これを見ると、福島第1原発事故での政府の対応のまずさは、政府が自分で作り上げた計画に自分で絡め取られてしまって動きが取れない、といった状態であろうことは、容易に想像できます。さらに驚くべきことは、格納施設から放射能が漏れ出す、といた状況を想定してはいるものの、どのような災害、事故がまず発生してそのような状況になるのか、といった考慮がまるでない、ということです。この図を見る限り、「東北、関東を襲った、津波を伴った大地震」などはまるで想定しておらず、何らかの原因で放射能が漏れ出した場合でも政府機関、国、自治体政府、事業者、公的研究機関などが全て通常に機能していることを前提にして、原子力災害対応、対策を立てていた、というのが実情のようです。
驚く限りです。
更に驚くのは、このフローチャート。原子力災害時の防災活動の流れとして、東京(政府)での動きと現場での動きをまとめていますが、これで防災が出来たらそれこそ奇跡でしょう。対策本部、警戒本部、連絡会議、協議会、本部名称変更の手続き...。
東京での対応 | 現地(オフサイトセンター)での対応 |
原子力施設において、原災法第10条の通報基準に定める異常事象が発生 原子力事業者が原子力保安検査官事務所長に通報 | |
原子力保安検査官は原子力事業所に行き、現場を確認し、原子力防災専門官と原子力安全・保安院に通報。 | |
緊急時対応センターに経済産業省原子力災害警戒本部設置。 | 原子力防災専門官によるオフサイトセンターを立ち上げ、活動開始。 |
経済産業省原子力災害現地警戒本部及び現地事故対策連絡会議を設置 | |
原災法15条に相当する原子力緊急事態に該当する事態に進展すると・・・ | |
経済産業省原子力災害警戒本部に、発電所から原子力緊急事態に進展したとの通報が入り、経済産業大臣は、内閣総理大臣に原子力緊急事態の上申を決定。 | |
原子力緊急事態宣言の発出 | |
内閣総理大臣を本部長とする政府の原子力災害対策本部を設置 | 経済産業省原子力災害現地警戒本部は経済産業省原子力災害現地対策本部に名称を変更 |
現地事故対策連絡会議は原子力災害現地対策本部に名称変更 | |
原子力災害合同対策協議会が組織される。 | |
防護対策地域を検討 | |
住民避難・退避措置が決定され、東京の経済産業大臣に上申 | |
経済産業大臣から、住民の避難・屋内退避の判断について、原子力災害対策本部として了承したことを伝達 | |
避難手段を検討 | |
プレスルームで決定事項のプレス発表 | プレスルームで原子力災害対策合同協議会の決定事項のプレス発表 |
避難措置、コンクリート屋内退避措置、屋内退避措置の範囲の決定 | |
住民が避難を開始 | |
衣服についた放射性物質 の測定や医師による診察、健康相談実施 | |
放射性物質の放出開始 | |
土、植物、海草の試料採取を行って環境への影響を調査 | |
放射性物質の放出が停止 | |
事態の終息を受け、緊急事態の解除を検討するための原子力安全委員からの助言 | |
緊急時対応センター、防災センター、原子力安全委員会を結ぶテレビ会議で、原子力災害現地対策本部長は原子力災害拡大防止の応急対策を実施する必要がなくなったと考え、原子力緊急事態解除宣言を上申 | |
原子力災害対策本部長が原子力緊急事態解除を宣言 | |
原子力災害対策本部を廃止 | 原子力災害現地対策本部を廃止 |
毎日新聞の記事で読みましたが、原子力安全・保安院の設定した原子力非常事態時の避難範囲はわずか10キロ半径である、とのこと。
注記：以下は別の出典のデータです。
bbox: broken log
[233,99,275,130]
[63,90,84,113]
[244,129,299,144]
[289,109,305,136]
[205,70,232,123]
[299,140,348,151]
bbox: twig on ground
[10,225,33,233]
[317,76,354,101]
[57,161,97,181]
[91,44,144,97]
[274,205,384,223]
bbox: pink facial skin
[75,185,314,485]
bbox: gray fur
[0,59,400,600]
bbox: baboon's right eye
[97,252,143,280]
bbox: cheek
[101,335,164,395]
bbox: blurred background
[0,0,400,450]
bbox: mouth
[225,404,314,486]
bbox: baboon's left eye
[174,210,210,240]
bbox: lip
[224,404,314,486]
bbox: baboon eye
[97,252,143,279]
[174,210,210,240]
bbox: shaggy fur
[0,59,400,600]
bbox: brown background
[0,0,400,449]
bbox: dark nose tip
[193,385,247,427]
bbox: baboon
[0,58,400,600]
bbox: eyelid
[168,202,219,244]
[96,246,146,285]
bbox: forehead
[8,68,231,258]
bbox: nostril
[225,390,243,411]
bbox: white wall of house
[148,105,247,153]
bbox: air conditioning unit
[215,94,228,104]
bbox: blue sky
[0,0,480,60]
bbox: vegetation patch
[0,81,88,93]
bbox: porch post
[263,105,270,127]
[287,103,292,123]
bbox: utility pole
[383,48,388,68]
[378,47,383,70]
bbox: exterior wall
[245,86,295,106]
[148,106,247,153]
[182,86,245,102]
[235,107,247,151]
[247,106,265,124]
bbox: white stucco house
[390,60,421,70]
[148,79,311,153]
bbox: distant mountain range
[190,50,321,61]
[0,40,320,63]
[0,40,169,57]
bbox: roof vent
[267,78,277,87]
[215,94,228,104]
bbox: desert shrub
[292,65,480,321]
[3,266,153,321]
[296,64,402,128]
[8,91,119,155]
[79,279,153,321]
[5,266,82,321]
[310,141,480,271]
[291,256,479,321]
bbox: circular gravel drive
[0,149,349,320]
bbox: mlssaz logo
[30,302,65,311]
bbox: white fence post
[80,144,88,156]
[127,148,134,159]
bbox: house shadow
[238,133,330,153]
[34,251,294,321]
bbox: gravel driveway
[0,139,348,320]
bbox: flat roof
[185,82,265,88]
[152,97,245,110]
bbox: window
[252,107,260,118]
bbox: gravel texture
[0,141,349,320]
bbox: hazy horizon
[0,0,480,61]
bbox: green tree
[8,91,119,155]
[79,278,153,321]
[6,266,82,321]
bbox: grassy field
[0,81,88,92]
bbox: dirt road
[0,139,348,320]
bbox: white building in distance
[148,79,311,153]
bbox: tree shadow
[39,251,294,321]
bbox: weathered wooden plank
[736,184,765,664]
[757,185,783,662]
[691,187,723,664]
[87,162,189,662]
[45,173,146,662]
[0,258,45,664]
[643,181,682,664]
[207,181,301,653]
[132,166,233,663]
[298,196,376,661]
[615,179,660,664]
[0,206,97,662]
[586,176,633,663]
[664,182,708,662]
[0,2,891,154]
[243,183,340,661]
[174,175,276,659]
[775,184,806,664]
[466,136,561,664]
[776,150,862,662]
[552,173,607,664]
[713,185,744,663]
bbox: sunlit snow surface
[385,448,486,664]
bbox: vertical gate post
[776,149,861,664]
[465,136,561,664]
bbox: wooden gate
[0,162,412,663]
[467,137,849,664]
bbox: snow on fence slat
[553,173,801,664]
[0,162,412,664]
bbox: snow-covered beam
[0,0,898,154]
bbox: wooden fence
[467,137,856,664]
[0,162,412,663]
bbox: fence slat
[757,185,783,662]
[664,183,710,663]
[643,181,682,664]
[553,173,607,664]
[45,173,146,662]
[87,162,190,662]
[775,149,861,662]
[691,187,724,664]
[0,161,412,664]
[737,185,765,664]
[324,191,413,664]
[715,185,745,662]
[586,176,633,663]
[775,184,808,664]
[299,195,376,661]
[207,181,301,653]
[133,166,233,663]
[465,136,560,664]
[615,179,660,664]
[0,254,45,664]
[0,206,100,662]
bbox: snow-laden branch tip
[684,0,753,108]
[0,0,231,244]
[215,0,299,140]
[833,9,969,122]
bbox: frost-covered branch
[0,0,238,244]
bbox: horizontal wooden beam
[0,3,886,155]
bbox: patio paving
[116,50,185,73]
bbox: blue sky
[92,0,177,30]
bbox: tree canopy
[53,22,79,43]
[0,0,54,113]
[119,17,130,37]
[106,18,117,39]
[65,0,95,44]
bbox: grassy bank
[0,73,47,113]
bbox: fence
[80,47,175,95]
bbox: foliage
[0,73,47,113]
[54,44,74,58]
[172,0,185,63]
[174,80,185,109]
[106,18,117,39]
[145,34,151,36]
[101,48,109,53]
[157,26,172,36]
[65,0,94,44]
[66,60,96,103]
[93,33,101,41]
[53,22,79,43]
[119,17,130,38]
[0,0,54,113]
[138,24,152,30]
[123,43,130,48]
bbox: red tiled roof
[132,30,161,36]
今保安院のサイトなど調べて、原文の法律を探していますが、本当だとしたら、いったい政府は何を考えていたのでしょう?
巨大地震が発生しやすい日本海溝を沖に控えた海岸沿いに原発を建てておいて、非常時の想定から地震も津波も欠けている、というのは、どういうことなんでしょうね。地震、津波を除外して、格納容器から放射線が漏れ出すような事故が何によって引き起こされる、と想定したのか、保安院のお役人さんに聞いて見たいものです。
上に出したような図、フローチャートを作り上げるということは、事業者の単なる操作ミスかなにかを考えていたのではないか、と思われますが。(ため息。)